Further, the conditions would have cost the company approximately $54million over two years an unsustainable loss by any method of accounting!
This led, in turn, to the decision by EML to divest all of its Fijian operations a decision that we had to make to protect the interests of our shareholders.
In order to facilitate this, we met with representatives of the Interim Government, including Commodore Bainimarama, Minister for Lands Tevita Vuibau and Chief Secretary Parmesh Chand, with the intention of developing a social assistance package.
It is a reflection of the positive determination of these men, together with the efforts of Mr Bourchier and other company representatives, that an agreement was reached, resulting in a document called the Vatukoula Social Assistance Deed. The deed places a number of important obligations on the parties to the sale of EGM, including a significant cash contribution of $6million for a social assistance trust fund, the granting of large parts of the Vatukoula freehold estate to community ownership, and the granting of community facilities, such as schools, a clinic, police buildings and other structures to the local community.
All of these conditions are aimed solely at providing significant and equal assistance to the community, including former employees (among which I include the 1991 workers) and their families.

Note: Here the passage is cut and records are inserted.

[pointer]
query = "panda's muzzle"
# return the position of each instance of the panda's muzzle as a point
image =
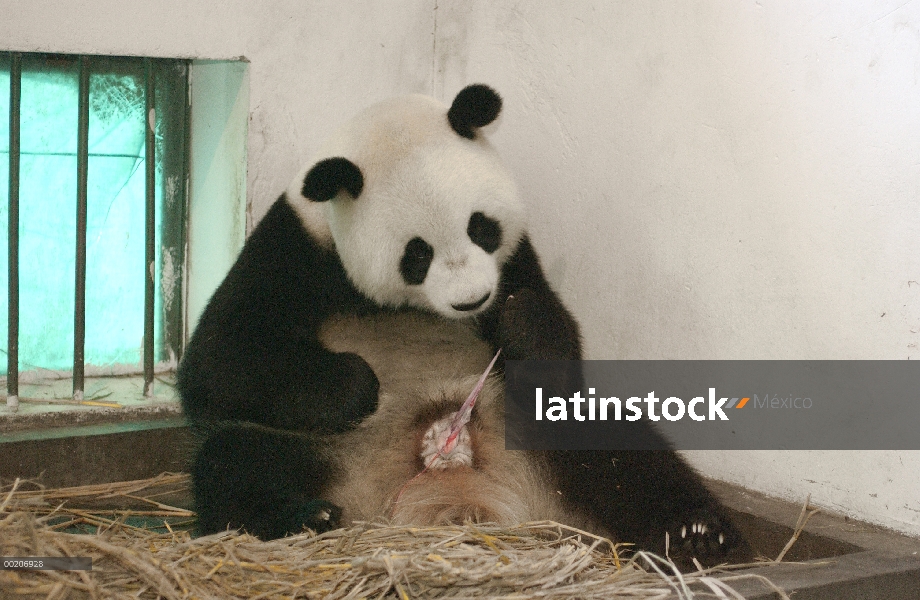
(472, 305)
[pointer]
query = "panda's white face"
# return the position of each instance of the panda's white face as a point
(434, 234)
(437, 217)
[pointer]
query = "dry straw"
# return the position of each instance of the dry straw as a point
(531, 560)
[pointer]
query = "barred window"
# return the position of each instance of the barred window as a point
(93, 205)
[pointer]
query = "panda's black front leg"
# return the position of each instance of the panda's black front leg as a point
(653, 499)
(265, 481)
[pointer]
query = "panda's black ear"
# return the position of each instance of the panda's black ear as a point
(475, 106)
(328, 176)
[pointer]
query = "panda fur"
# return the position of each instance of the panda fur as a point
(356, 321)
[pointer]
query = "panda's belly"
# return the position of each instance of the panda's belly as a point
(427, 367)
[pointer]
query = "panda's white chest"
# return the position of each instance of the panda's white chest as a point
(408, 348)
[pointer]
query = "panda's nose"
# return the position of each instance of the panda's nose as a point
(472, 305)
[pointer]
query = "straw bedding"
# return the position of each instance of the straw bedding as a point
(143, 549)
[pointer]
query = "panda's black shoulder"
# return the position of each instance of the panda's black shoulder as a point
(282, 277)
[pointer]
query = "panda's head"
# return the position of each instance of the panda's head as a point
(416, 202)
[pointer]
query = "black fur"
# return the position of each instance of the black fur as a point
(475, 106)
(231, 472)
(255, 359)
(415, 261)
(328, 176)
(484, 232)
(637, 495)
(255, 355)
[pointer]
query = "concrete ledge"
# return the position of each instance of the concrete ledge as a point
(841, 559)
(85, 455)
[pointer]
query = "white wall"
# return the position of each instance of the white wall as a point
(723, 180)
(708, 179)
(311, 63)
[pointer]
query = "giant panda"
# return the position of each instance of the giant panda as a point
(327, 366)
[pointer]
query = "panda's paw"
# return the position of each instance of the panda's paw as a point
(531, 328)
(359, 388)
(710, 540)
(319, 515)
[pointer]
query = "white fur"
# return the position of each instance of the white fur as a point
(421, 179)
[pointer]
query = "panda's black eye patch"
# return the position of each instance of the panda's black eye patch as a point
(415, 261)
(484, 232)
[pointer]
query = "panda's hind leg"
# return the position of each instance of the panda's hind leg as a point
(265, 481)
(653, 499)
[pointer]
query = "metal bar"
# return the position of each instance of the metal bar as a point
(12, 356)
(150, 254)
(79, 321)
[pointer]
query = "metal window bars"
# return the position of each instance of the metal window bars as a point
(176, 235)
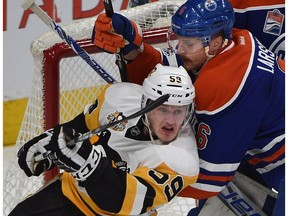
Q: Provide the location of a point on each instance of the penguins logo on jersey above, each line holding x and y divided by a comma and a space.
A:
116, 116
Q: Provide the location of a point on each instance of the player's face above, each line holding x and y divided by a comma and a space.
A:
190, 49
166, 121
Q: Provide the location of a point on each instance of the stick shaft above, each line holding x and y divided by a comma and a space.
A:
146, 109
120, 60
72, 43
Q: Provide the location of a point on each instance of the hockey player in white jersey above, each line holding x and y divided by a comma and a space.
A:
130, 169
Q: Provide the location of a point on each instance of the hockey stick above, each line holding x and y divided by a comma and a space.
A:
68, 39
146, 109
120, 61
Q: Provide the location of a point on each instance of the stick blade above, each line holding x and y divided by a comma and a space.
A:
27, 4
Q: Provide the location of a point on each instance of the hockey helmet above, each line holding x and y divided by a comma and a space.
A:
204, 18
169, 80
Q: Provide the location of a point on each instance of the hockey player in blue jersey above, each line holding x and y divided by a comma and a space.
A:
265, 19
239, 83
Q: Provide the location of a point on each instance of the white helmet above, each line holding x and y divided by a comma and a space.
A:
168, 80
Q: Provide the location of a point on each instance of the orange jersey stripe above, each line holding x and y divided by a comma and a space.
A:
220, 76
139, 70
255, 161
240, 4
195, 193
215, 178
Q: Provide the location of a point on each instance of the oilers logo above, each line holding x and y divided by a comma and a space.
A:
116, 116
274, 22
210, 5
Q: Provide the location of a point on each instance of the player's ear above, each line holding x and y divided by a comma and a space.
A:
216, 43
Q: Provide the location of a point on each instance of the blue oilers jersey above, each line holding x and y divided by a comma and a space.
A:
241, 113
266, 21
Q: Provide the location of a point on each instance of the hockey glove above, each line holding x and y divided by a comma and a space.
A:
81, 159
118, 32
30, 155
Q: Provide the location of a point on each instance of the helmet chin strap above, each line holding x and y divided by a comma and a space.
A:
207, 50
147, 124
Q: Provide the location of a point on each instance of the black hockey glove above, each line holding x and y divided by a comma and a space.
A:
30, 155
81, 159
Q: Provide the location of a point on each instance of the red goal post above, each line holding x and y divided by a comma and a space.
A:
63, 84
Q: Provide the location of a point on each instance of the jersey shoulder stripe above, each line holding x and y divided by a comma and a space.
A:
238, 4
221, 77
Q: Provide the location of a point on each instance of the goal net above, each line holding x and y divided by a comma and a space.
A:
63, 84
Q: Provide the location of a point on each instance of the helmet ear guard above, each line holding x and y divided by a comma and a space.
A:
204, 19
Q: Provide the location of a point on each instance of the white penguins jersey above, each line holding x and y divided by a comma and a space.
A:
140, 175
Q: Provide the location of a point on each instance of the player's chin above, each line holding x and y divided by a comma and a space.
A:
166, 138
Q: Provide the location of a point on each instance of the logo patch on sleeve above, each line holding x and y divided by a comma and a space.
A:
116, 116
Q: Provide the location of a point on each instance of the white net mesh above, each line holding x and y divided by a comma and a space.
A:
79, 85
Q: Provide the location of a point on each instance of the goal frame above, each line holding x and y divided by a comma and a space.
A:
51, 68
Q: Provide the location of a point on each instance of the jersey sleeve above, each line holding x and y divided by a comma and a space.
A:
123, 193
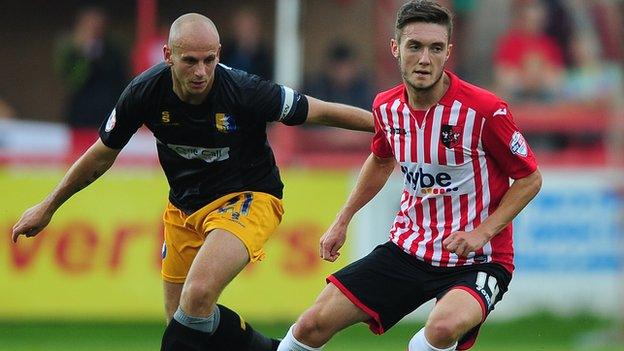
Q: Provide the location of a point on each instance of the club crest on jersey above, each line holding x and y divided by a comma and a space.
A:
110, 123
450, 135
225, 123
518, 145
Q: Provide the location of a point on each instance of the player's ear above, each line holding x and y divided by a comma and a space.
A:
394, 48
448, 52
167, 54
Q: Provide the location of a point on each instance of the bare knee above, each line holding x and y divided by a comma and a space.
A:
197, 299
441, 332
313, 328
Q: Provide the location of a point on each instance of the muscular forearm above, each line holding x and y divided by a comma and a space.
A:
514, 200
339, 115
373, 176
95, 162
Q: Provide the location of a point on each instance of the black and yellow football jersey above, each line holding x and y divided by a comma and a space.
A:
212, 149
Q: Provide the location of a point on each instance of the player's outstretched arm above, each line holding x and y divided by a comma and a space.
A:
372, 178
89, 167
339, 115
521, 192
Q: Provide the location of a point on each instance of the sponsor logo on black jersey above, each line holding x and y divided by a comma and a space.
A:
518, 145
399, 131
225, 123
450, 135
166, 119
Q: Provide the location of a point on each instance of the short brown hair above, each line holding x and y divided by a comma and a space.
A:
423, 11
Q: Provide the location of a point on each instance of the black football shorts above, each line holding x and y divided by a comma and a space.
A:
389, 283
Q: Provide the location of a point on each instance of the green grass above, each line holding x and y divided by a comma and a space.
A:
536, 333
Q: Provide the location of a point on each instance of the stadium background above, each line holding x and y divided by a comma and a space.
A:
91, 280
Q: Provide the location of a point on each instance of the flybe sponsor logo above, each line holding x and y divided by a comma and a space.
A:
206, 154
518, 145
439, 183
225, 123
112, 120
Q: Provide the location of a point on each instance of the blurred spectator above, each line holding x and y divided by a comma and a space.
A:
149, 52
93, 69
559, 26
246, 50
528, 63
343, 80
6, 111
591, 79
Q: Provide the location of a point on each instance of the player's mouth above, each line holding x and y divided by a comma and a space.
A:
422, 74
198, 85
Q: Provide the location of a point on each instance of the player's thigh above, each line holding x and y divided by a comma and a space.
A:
332, 311
222, 256
181, 244
458, 310
172, 292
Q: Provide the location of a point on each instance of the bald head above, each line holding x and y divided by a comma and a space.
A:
192, 29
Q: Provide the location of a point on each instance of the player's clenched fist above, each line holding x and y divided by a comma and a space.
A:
32, 222
332, 241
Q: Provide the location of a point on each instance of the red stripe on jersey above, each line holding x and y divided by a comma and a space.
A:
413, 138
461, 121
476, 168
400, 120
448, 228
405, 216
428, 124
446, 115
476, 164
463, 220
419, 224
390, 123
408, 232
433, 227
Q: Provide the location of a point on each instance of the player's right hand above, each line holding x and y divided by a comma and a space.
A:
332, 241
32, 221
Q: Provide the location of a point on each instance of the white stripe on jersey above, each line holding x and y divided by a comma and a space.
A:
408, 133
487, 248
287, 104
412, 229
472, 197
453, 118
435, 133
455, 227
395, 124
437, 241
384, 120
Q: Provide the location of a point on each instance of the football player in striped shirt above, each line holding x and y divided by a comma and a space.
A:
210, 122
457, 147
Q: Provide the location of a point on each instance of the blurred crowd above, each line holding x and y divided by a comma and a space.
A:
527, 51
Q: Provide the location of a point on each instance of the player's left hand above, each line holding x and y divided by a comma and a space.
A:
463, 243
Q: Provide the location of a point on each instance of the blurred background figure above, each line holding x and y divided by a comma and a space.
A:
93, 69
529, 64
149, 51
6, 110
246, 50
590, 79
343, 80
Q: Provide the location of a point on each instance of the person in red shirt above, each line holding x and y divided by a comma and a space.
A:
529, 64
457, 147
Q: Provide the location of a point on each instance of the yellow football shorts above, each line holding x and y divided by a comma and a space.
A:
251, 216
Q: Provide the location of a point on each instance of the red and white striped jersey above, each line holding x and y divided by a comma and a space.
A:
456, 159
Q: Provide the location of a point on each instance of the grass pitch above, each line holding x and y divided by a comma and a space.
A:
535, 333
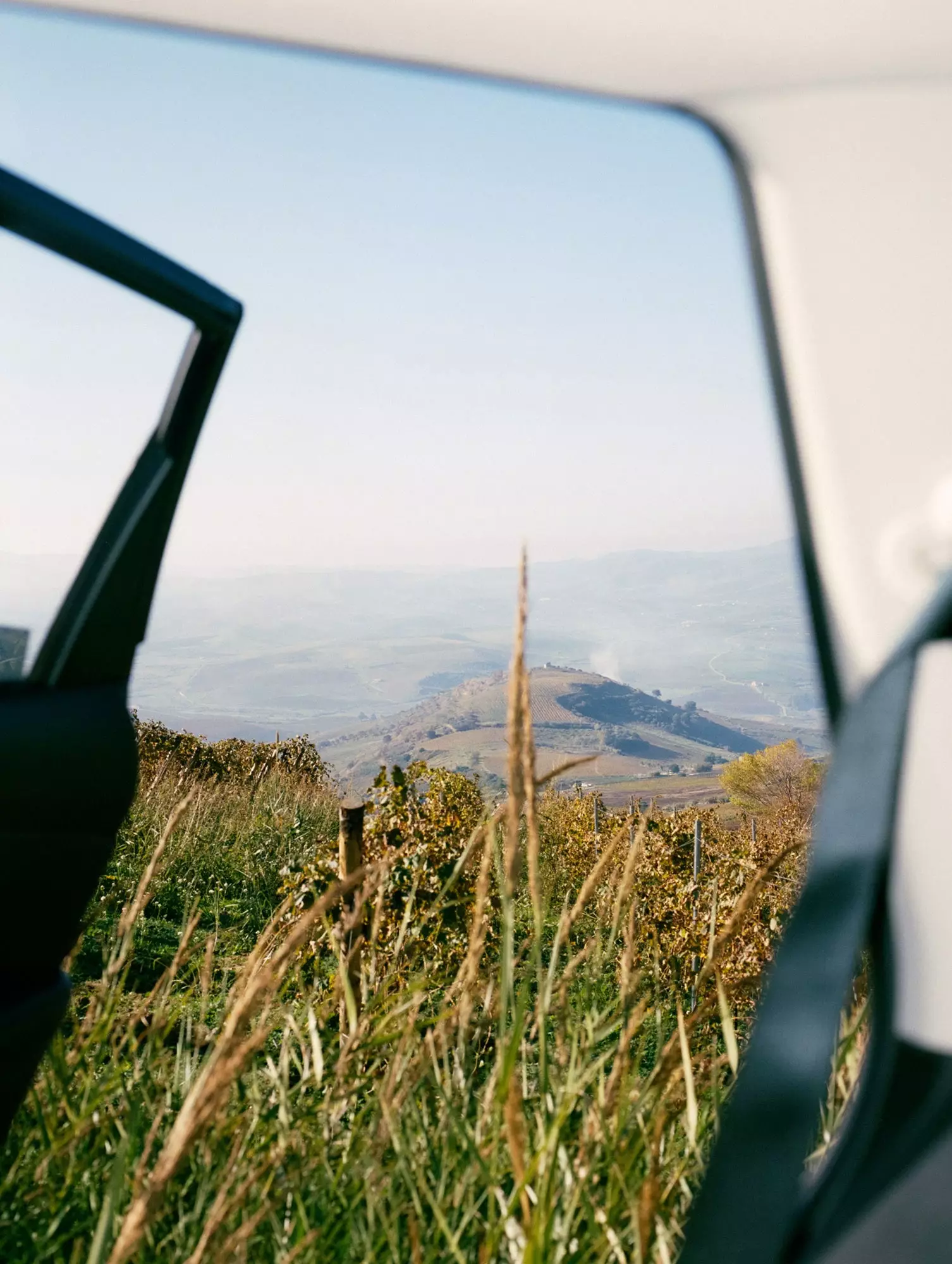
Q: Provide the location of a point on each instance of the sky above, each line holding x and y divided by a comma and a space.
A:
476, 315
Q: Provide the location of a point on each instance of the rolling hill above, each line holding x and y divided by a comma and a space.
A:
629, 735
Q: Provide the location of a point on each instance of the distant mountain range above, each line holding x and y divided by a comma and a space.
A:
324, 652
628, 735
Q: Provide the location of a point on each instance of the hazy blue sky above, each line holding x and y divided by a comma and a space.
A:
475, 314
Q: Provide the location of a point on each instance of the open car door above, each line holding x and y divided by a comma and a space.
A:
70, 711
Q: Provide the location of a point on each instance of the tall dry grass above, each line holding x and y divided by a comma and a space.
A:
543, 1085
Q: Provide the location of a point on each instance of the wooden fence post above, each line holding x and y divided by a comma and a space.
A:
697, 848
351, 842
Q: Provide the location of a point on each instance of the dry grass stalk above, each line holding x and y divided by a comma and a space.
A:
516, 732
226, 1203
687, 1067
516, 1141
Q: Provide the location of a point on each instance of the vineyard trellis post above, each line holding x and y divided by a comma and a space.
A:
351, 845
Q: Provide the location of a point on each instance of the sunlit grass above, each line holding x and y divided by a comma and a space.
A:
523, 1078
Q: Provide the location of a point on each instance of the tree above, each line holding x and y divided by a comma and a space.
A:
774, 779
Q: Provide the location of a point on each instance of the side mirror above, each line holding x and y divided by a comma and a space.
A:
68, 749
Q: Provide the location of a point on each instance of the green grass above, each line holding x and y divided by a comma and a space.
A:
515, 1088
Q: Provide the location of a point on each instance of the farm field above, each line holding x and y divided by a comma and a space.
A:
629, 735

For the first time since the inception of the mine, the community would own and control their land and their town facilities, and there would be money available to assist with retraining, relocation or other purposes as determined by the community themselves.
Under the circumstances, the development of the deed was an extraordinary achievement, and shows what a determined group of individuals can achieve, even during the turmoil created by the political events at the time.
The Interim Cabinet approved the deed at a meeting in March, however, delays in considering other conditions regarding future operations at the mine (unrelated to the community assistance package), created an untenable financial situation for the company, and eventually, we were forced to complete the sale, or risk the liquidation of the Fijian operations, which would have likely meant the end of any social assistance, as liquidators would be required by law to serve the interest of trade and company creditors. The sale involved the legal transfer of all assets and liabilities to Westech, and on completion of the sale, Westech became responsible for trade debts, legal issues and all other outstanding liabilities of the mine. The assumption in the article of July 21 that the sale of these assets by Emperor Mines Limited in some way ignores or abrogates community needs is both false and misleading a great deal of effort and resources were put into developing the deed package, in direct response to community concerns.
It is my genuine hope that operational issues between the new owners of the mine, Westech, and the interim Government can be resolved quickly, as this will trigger the obligations of the deed, providing both immediate relief for the Vatukoula community and a mechanism by which all in the community can help determine the future of the town.
These are, without a doubt, extraordinary times, and the difficulties in reaching resolution on these matters have been significant, but, I believe, have resulted in a community assistance package that is fair, and that takes future needs of the community into account.